Consider an $ [\![n,k]\!] $ stabilizer code. Define the weight enumerator polynomial $ A(x) $ of the code as $$ A(x):=A_0+A_1x+\dots+A_nx^n $$
where $$ A_j:=\frac{1}{(2^k)^2} \sum_{p \in P_n,\,\mathrm{wt}(p)=j} |\mathrm{tr}(p \Pi)|^2. $$ Here $ \Pi $ is the projector onto the code subspace. Is it the case that the $ A_j $ are always integers?

Answer 1

TL;DR: For the stabilizer codes, $A_j$ is the number of stabilizer operators with Hamming weight $j$ and thus a non-negative integer.

---

Suppose $g_1,\dots,g_{n-k}$ are generators of the stabilizer group $S$ of a $[\![n,k]\!]$ stabilizer code.

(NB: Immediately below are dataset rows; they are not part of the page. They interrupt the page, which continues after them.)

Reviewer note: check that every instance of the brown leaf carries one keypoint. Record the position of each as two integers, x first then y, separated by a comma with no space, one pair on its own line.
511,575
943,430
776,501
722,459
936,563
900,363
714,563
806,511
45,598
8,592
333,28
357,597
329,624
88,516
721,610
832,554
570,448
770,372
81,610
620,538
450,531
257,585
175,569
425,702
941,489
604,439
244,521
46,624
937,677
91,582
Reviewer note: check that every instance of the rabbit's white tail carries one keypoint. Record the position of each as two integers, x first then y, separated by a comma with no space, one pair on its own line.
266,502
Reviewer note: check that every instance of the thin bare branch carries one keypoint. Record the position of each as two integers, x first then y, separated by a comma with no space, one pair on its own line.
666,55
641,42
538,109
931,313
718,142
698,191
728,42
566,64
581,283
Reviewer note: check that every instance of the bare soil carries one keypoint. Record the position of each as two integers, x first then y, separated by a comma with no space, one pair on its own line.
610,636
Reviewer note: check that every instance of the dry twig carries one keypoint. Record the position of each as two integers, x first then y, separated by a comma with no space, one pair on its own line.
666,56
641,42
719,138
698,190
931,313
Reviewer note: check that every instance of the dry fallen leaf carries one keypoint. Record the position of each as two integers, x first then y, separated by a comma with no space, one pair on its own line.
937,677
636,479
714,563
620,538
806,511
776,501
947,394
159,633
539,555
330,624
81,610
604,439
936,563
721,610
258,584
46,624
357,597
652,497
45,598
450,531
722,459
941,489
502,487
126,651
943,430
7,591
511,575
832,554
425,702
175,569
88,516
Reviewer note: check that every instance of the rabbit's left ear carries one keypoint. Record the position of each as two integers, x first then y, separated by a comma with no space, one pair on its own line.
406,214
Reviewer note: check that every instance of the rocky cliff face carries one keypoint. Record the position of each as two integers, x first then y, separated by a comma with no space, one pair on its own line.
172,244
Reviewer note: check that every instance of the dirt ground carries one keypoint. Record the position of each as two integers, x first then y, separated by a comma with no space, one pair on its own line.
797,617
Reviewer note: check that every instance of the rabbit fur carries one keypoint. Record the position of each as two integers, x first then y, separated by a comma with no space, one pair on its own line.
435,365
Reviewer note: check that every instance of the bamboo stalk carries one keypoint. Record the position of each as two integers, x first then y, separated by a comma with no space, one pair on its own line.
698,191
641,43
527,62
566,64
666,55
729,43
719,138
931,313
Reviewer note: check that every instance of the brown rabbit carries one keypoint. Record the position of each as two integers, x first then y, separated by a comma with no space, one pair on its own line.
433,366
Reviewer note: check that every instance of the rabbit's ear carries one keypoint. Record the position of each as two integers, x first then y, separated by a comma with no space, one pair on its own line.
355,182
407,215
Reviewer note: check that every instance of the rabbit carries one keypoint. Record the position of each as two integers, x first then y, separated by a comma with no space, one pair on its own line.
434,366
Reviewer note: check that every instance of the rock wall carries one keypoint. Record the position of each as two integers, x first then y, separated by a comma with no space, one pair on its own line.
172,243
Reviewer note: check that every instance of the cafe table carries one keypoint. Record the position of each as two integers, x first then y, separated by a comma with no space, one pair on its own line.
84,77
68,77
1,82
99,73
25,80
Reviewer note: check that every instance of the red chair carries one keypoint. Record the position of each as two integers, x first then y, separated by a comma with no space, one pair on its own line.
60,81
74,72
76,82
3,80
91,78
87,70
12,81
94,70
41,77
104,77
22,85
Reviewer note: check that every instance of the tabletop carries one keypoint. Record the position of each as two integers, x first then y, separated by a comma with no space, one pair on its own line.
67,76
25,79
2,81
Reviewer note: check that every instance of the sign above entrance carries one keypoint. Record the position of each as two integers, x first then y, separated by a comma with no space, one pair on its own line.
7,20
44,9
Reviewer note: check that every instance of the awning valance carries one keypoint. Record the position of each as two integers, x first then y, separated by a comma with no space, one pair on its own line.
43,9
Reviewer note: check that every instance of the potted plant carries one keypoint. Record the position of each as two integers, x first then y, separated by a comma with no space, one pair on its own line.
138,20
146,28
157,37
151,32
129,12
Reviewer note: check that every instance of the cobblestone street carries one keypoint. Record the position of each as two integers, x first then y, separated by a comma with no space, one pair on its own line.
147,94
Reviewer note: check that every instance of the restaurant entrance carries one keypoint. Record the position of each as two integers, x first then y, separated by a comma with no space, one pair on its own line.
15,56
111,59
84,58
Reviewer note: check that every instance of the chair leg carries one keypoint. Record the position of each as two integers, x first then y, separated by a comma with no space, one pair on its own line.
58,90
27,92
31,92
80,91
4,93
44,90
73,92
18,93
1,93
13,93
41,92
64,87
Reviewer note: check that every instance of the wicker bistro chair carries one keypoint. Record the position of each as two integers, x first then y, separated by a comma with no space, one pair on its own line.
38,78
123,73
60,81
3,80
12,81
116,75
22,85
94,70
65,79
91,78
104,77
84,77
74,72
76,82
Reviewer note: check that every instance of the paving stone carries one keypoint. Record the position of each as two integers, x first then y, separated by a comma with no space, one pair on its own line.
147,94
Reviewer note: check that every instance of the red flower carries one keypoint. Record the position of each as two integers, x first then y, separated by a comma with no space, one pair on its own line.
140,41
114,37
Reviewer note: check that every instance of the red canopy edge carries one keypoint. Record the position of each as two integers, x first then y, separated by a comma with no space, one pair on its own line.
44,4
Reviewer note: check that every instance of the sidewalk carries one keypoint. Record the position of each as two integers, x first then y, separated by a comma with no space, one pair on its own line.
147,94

Define $S^w:=\{s\in S\,|\,\mathrm{wt}(s)=w\}$ and $P_n^w:=\{p\in P_n\,|\,\mathrm{wt}(p)=w\}$. Then $$ \begin{align} A_j &= \frac{1}{4^k}\sum_{p\in P_n^j}[\mathrm{tr}(p\Pi)]^2\tag1\\ &= \frac{1}{4^k}\sum_{p\in P_n^j}\left[\mathrm{tr}\left(p\prod_{i=1}^{n-k}\frac{I+g_i}{2}\right)\right]^2\tag2\\ &= \frac{1}{4^k}\sum_{p\in P_n^j}\left[\frac{1}{2^{n-k}}\mathrm{tr}\left(p\sum_{b_1=0}^1\dots\sum_{b_{n-k}=0}^1g_1^{b_1}\dots g_{n-k}^{b_{n-k}}\right)\right]^2\tag3\\ &= \frac{1}{4^n}\sum_{p\in P_n^j}\left[\mathrm{tr}\left(p\sum_{s\in S}s\right)\right]^2\tag4\\ &= \frac{1}{4^n}\sum_{p\in P_n^j}\left(\sum_{s\in S}\mathrm{tr}(ps)\right)^2\tag5\\ &= \frac{1}{4^n}\left[\sum_{p\in P_n^j\setminus S}\left(\sum_{s\in S}\mathrm{tr}\left(ps\right)\right)^2+\sum_{p\in S^j}\left(\sum_{s\in S}\mathrm{tr}\left(ps\right)\right)^2\right]\tag6\\ &= \frac{1}{4^n}\left(0+\sum_{p\in S^j}\left(2^n\right)^2\right)\tag7\\ &=|S_j|\tag8 \end{align} $$ in analogy with the classical case. This gives us another way to see that $A_0+\dots+A_n=2^{n-k}=|S|$.